I really did believe in ghosts there for a while, she thought and went back to Alice’s room to make sure she wasn’t upset about the whole ghost conversation, cracking the door just an inch to make sure she was asleep.

The woman in the tiered dress was standing at the end of Alice’s bed, pale and dreadful, watching Alice. Andie clutched the doorknob, and opened the door farther, and the chill in the room hit her as the woman looked up. Andie saw two black, blank eyes staring at her, empty and implacable, as the cold went into her bones.

Not a woman. Not telepathy. A ghost.

“Oh, my God,” Andie whispered, staring at the thing, and Alice sighed in her bed, fast asleep, unaware that the temperature in the room had dropped by thirty degrees.

Alice. I have to get Alice out of here.

She stepped into the room and the ghost wafted toward her, sepia toned and translucent, like old tea. “I have to take Alice,” she whispered to the thing, trying to keep from screaming. “It’s too cold in here for her.
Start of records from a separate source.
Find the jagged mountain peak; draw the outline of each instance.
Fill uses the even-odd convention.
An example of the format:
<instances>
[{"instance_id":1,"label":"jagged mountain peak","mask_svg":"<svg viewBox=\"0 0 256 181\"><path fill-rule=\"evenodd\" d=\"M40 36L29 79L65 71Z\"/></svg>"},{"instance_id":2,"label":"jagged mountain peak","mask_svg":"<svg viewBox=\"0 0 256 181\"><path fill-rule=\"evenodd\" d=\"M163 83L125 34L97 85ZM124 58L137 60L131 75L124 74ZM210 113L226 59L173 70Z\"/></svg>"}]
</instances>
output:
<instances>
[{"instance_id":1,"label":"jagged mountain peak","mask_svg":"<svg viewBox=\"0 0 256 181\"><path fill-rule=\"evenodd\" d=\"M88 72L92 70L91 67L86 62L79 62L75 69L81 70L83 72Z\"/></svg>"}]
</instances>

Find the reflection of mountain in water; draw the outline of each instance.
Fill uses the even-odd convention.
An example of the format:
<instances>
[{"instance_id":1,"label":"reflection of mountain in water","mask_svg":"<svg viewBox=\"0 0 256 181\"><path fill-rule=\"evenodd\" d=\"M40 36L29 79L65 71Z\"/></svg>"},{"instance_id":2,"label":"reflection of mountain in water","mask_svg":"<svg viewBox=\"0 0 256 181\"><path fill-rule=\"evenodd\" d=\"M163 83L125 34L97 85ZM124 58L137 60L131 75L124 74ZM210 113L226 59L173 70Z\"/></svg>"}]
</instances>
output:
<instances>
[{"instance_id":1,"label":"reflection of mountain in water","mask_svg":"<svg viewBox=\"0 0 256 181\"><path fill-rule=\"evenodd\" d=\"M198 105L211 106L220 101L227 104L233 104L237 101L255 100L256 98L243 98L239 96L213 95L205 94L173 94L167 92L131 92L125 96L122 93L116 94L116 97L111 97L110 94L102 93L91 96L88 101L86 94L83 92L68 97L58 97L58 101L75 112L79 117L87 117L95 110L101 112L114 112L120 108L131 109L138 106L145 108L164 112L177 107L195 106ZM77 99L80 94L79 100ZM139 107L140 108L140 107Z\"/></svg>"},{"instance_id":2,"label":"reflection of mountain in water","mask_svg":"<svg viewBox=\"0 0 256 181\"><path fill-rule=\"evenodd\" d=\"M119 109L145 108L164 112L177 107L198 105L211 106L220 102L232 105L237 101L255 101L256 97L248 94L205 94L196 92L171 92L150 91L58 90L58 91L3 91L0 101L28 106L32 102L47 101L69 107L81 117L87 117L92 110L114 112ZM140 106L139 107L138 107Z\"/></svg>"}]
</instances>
She’ll get sick.”

The thing grew darker, the form stronger, and then Andie heard a whisper from behind her.

I wouldn’t do that.

She turned around and saw Aunt May in the little hallway, swishing her long skirt that became translucent as it moved.

She’ll kill you as soon as look at you, May said. She killed me.

Eight

Andie could see the stone floor flickering through May’s skirt as she swished it, and the old vertigo came back with a new surge of terror that this was real, that she wasn’t hallucinating, that there were ghosts and one of them was talking to her right now and the other was at the foot of Alice’s bed, that Alice was there, she had to get Alice out of there-

If I were you, May said, I’d call North. He ought to be here. He ought to help.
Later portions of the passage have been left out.